Network Utilities
Comprehensive networking utilities for streaming, validation, and connection management.
Overview
The synapse_sdk.utils.network module provides essential networking components used by Ray and other clients for secure, robust streaming operations and input validation.
StreamLimits
Configuration class for streaming operation limits to prevent resource exhaustion.
Constructor
from synapse_sdk.utils.network import StreamLimits
limits = StreamLimits(
max_messages=10000,
max_lines=50000,
max_bytes=50 * 1024 * 1024, # 50MB
max_message_size=10240, # 10KB
queue_size=1000,
exception_queue_size=10
)
Parameters
max_messages(int): Maximum number of messages to process (default: 10,000)max_lines(int): Maximum number of lines to stream (default: 50,000)max_bytes(int): Maximum total bytes to process (default: 50MB)max_message_size(int): Maximum size per message (default: 10KB)queue_size(int): Internal queue size for message buffering (default: 1,000)exception_queue_size(int): Queue size for exception handling (default: 10)
Usage
# Custom limits for high-volume streaming
custom_limits = StreamLimits(
max_messages=50000,
max_lines=100000,
max_bytes=100 * 1024 * 1024 # 100MB
)
# Use with stream managers
websocket_manager = WebSocketStreamManager(thread_pool, custom_limits)
WebSocketStreamManager
Manages WebSocket connections for real-time log streaming with automatic error handling and resource cleanup.
Constructor
from synapse_sdk.utils.network import WebSocketStreamManager
from concurrent.futures import ThreadPoolExecutor
thread_pool = ThreadPoolExecutor(max_workers=5)
limits = StreamLimits()
manager = WebSocketStreamManager(thread_pool, limits)
Methods
stream_logs(ws_url, headers, timeout, context)

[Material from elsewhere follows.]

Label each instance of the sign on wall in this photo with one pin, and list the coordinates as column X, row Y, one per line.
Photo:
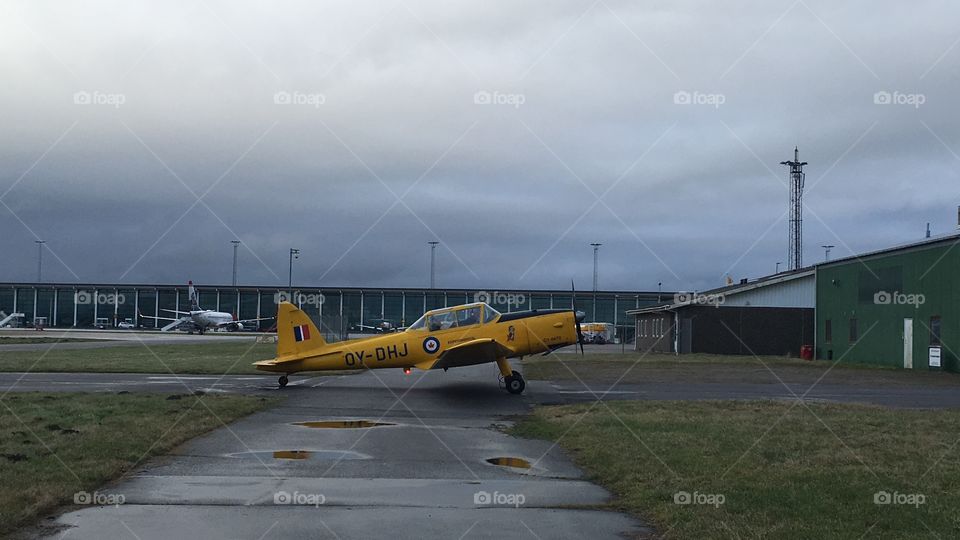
column 934, row 357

Stream logs from a WebSocket endpoint.
# Stream logs with error handling
try:
for log_line in manager.stream_logs(
ws_url="wss://ray-cluster:8265/logs/ws/",
headers={"Authorization": "Bearer token"},
timeout=30.0,
context="job job-12345"
):
print(log_line.strip())
except ClientError as e:
print(f"Streaming failed: {e}")
Error Handling
- 500: WebSocket library not available
- 503: Connection failed
- 408: Connection timeout
- 429: Stream limits exceeded
HTTPStreamManager
Manages HTTP streaming connections using chunked transfer encoding for reliable log streaming.
Constructor
from synapse_sdk.utils.network import HTTPStreamManager
import requests
session = requests.Session()
limits = StreamLimits()
manager = HTTPStreamManager(session, limits)
Methods
stream_logs(url, headers, timeout, context)
Stream logs from an HTTP endpoint with chunked transfer encoding.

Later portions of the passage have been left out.